To: Peter Morgan <peterjmorgan@xxxxxxxxx>

I believe that sudo can be configured to limit the extent to which the
proviledge is used, in other words you could probably set it up to
allow your users to do what they need but not to delete their tracks
eg. bash_history.or rm /var/log/*
I cant say I have done this myself but I did read man sudo a while
back and such things seemed possible.


ps. If you know what specific authoirty you wish to grant rather than
all except xxx it may be easier to so this.

On 13/06/06, Peter Morgan <peterjmorgan@xxxxxxxxx> wrote:
Are you referring to the commands issued by a user with SUDO
privileges, or someone that issued the su command to change from the
current user to a UID of 0 (root)?

In the first case, (on my Ubuntu Dapper system) you can look in the
auth.log, it will list what command the user issued through sudo. If
you can't find the logfile, try this:

bash-$ grep -ilr sudo /var/log

and that should find what file on your system houses the logs for sudo.

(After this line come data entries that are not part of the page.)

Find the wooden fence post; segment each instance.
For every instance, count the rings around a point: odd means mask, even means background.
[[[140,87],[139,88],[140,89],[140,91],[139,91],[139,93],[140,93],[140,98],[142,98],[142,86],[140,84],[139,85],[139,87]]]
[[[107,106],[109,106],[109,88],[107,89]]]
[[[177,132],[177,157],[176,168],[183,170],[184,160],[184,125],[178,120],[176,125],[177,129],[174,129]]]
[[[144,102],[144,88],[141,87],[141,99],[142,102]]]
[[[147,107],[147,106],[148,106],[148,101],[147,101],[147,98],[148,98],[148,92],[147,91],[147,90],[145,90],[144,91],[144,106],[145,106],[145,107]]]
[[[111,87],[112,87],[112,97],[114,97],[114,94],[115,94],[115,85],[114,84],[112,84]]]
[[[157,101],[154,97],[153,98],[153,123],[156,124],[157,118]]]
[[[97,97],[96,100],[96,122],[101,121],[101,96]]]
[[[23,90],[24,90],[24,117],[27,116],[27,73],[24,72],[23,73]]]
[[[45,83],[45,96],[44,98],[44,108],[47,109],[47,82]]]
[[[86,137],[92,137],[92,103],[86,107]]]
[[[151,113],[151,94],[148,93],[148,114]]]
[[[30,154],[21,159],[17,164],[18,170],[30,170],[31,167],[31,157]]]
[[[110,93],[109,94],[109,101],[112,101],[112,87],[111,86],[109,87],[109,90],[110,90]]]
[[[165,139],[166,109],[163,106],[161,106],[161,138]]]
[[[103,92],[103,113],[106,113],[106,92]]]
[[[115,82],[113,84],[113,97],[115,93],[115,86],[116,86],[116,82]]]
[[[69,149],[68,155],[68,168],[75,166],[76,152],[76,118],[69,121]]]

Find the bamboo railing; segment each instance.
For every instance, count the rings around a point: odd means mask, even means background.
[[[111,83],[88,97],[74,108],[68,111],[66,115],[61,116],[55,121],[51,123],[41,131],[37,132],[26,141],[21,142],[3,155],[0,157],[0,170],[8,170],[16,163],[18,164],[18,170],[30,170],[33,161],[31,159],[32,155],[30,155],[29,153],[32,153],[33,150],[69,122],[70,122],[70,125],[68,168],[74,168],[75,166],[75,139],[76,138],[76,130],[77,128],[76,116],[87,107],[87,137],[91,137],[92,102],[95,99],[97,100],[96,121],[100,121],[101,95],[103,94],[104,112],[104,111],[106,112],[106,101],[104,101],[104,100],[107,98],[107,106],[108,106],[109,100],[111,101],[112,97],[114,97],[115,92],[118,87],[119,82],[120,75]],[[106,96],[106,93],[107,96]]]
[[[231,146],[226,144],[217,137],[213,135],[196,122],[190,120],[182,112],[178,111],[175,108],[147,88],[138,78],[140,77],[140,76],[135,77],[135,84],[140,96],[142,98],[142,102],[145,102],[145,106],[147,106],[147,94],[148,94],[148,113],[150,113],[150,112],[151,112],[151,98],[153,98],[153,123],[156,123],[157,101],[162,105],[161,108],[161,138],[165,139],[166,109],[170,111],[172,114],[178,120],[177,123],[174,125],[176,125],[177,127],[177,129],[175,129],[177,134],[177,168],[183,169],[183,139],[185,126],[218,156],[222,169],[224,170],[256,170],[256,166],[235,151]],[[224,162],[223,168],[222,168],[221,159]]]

In the second case, I do not believe there exists a default facility
in linux to track what commands a user issued when having su'ed to
root. The best you could do is copy the shell history file from /root
and analyze what is left of that. If the user was doing something
malicious (or something they didn't want logged) they likely would
have erased those entries in the shell history file.

Hope this helps,


On 6/13/06, Jannis Kafkoulas <kajannis@xxxxxx> wrote:
> Hello,
> I'd like to find out what exactly any user did after they turned to superuser
> and when exactly each cmd was processed (in a Linux box).
> Can someone help me managing this?